Faced with a huge and growing variance between what their measurements and observations of nature (both micro and macro) show, and what the "laws" of science indicate they should show, physicists and cosmologists (including not a few Nobelists) speak more and more in terms of radical—heretical! humbling!—reformulations of, well, everything we thought we knew. Jab this little particle right here and that little particle way over there (like, a billion light years away) responds INSTANTLY? Oops. That can’t be. The expansion of our Big Bang universe is ACCELERATING? Uh-oh. No way.

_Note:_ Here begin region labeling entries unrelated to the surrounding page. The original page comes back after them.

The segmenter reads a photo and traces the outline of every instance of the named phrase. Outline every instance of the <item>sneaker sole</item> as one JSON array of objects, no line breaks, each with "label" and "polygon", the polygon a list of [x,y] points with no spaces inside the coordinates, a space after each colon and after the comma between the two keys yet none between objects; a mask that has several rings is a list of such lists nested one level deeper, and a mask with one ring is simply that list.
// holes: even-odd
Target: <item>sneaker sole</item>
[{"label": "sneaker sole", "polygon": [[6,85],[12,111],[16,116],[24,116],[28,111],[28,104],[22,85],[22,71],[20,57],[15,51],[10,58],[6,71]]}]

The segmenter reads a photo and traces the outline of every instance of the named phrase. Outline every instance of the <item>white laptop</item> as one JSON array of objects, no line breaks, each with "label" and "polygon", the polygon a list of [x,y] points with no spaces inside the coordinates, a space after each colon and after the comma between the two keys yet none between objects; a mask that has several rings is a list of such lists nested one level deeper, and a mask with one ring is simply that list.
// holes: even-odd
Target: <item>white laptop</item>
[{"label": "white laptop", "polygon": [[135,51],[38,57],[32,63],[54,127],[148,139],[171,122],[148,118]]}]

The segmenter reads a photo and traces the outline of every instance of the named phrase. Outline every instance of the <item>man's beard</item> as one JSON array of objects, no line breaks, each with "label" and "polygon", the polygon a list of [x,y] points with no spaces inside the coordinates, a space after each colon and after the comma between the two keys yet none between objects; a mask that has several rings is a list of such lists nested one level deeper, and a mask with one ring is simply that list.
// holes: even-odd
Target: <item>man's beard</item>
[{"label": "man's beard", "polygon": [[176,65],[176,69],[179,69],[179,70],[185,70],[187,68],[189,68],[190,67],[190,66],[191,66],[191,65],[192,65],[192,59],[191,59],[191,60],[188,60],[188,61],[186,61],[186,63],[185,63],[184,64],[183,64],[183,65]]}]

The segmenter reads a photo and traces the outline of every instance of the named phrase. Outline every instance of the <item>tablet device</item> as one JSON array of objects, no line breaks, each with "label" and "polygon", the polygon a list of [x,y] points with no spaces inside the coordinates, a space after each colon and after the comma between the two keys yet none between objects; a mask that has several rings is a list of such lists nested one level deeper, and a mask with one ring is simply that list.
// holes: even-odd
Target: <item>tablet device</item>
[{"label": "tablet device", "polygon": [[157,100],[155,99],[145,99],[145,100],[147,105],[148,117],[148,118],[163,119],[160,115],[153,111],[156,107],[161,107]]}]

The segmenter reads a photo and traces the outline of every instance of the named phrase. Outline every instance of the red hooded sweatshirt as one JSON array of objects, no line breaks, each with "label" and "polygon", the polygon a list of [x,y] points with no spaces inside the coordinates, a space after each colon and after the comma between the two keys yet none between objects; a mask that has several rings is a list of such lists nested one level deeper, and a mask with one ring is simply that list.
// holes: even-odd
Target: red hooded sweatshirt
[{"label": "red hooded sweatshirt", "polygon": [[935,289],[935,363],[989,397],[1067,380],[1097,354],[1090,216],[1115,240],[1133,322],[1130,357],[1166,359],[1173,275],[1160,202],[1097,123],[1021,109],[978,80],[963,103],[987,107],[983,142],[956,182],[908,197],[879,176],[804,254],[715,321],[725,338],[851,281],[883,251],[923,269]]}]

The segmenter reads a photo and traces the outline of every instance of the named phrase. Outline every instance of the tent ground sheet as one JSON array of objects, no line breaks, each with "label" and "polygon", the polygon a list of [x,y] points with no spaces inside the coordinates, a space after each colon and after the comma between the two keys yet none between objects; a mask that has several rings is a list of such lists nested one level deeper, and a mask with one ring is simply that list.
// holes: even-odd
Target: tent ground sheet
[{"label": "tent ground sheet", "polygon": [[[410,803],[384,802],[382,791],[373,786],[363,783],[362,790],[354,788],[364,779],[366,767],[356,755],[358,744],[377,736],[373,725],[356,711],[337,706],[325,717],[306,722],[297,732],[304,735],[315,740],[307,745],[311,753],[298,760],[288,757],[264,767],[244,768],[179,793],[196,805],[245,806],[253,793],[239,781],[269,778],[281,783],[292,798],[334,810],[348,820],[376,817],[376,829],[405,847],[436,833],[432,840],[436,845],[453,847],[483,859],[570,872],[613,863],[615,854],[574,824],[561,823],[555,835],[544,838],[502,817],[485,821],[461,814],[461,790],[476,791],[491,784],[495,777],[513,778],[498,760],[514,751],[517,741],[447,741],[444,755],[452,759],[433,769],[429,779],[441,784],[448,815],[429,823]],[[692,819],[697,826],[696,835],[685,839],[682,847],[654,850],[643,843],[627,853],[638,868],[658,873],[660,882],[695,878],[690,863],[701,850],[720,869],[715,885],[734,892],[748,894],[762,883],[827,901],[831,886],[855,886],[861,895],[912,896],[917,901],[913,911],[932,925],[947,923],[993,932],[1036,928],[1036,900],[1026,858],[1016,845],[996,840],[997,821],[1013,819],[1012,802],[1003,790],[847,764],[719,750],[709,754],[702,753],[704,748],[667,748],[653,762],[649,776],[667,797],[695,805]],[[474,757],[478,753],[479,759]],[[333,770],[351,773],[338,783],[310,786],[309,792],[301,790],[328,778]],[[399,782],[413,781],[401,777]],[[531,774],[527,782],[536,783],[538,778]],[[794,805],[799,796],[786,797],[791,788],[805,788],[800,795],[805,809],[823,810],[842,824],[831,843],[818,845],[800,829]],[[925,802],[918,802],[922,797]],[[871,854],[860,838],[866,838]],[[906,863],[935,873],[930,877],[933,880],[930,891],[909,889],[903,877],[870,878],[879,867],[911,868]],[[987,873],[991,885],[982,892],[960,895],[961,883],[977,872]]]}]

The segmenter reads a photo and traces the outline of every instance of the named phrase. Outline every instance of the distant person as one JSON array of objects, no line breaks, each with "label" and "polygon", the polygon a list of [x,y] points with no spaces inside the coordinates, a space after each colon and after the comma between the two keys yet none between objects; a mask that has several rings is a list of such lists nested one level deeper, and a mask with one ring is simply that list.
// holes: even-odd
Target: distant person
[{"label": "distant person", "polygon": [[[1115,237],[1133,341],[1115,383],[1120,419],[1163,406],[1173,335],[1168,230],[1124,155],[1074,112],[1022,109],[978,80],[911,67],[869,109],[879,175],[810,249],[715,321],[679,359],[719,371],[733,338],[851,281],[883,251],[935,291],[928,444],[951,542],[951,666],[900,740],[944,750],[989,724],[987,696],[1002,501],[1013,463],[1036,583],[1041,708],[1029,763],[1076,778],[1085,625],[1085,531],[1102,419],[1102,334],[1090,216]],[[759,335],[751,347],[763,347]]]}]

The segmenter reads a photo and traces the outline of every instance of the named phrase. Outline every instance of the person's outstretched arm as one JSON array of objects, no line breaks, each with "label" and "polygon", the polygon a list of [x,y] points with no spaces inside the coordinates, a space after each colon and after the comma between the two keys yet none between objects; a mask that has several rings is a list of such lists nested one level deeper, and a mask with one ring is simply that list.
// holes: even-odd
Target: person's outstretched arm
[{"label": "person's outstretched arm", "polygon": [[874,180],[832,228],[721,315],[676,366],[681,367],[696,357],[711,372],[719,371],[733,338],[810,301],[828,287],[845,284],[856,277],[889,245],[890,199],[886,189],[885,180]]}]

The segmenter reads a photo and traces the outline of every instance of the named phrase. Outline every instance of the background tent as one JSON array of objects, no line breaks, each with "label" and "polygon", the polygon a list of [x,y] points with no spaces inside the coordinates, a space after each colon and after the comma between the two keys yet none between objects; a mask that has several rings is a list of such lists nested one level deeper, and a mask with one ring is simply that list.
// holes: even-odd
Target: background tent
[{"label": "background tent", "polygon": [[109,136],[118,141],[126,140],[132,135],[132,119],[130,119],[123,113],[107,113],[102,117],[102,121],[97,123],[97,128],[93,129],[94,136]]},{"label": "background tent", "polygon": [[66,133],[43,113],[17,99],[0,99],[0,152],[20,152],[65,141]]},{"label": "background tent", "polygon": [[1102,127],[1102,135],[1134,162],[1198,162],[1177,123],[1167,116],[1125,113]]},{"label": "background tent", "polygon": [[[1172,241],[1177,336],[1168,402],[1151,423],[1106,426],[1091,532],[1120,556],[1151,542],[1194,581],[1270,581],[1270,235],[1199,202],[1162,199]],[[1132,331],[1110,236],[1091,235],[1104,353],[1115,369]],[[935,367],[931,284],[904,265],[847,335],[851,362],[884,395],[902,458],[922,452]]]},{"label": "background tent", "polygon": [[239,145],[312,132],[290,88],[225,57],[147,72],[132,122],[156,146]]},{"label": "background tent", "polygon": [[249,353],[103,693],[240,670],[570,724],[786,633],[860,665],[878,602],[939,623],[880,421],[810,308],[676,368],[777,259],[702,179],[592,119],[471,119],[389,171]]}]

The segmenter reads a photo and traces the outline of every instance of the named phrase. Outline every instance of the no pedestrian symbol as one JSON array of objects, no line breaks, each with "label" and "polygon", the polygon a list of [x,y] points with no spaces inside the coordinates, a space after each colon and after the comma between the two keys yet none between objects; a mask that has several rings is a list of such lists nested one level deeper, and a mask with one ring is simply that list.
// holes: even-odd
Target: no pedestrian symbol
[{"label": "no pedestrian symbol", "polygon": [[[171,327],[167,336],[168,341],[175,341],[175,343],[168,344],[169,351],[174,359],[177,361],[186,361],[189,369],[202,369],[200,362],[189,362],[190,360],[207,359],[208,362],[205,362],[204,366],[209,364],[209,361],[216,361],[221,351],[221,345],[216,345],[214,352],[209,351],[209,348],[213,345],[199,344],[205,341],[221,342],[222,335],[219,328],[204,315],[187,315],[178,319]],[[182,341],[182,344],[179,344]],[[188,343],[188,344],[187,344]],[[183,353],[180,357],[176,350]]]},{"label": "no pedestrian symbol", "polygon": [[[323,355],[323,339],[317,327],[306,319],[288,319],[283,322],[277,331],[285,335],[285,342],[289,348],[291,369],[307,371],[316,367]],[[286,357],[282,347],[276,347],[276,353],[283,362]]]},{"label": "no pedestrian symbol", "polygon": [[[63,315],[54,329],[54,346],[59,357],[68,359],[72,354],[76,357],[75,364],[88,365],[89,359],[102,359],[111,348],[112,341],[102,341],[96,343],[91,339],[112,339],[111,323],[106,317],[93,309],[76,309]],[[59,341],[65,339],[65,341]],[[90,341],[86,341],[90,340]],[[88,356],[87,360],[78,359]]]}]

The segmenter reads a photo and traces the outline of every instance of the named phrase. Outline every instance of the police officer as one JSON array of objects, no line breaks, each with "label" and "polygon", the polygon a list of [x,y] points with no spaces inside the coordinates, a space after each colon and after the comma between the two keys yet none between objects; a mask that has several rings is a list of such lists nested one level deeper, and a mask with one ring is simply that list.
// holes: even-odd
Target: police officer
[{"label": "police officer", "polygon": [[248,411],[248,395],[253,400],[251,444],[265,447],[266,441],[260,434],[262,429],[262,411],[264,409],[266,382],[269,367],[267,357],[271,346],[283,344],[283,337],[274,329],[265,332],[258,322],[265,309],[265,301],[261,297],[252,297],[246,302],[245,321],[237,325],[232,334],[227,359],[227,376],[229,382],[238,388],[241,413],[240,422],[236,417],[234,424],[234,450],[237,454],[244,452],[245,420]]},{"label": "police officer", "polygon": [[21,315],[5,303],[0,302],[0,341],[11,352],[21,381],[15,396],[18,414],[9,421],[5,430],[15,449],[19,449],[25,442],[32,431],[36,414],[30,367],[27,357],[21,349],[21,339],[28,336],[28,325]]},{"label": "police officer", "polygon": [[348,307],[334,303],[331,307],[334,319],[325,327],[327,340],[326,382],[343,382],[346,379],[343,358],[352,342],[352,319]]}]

The measurements don’t lie. And the measurers—like so many others before (Copernicus, Galileo, Einstein)—are brought to their knees. Not, I hasten to add, in prayer, but in simple, pure, mute humility. "Pure" in the sense that it is an attitude that seeks not to repeat the old mistake of anthropomorphizing the mystery but tries only to report: This, right now, is where we are and what we are.

As in the past, that hard-won seed is the one from which a new, healthy culture can again arise out of the devastation of the power-hungry war-lovers.

Hope re-born in the terrible calm that finally descends after the new reign of terror ends and the arrogant, dead at last, sleep fitfully in forgotten graves.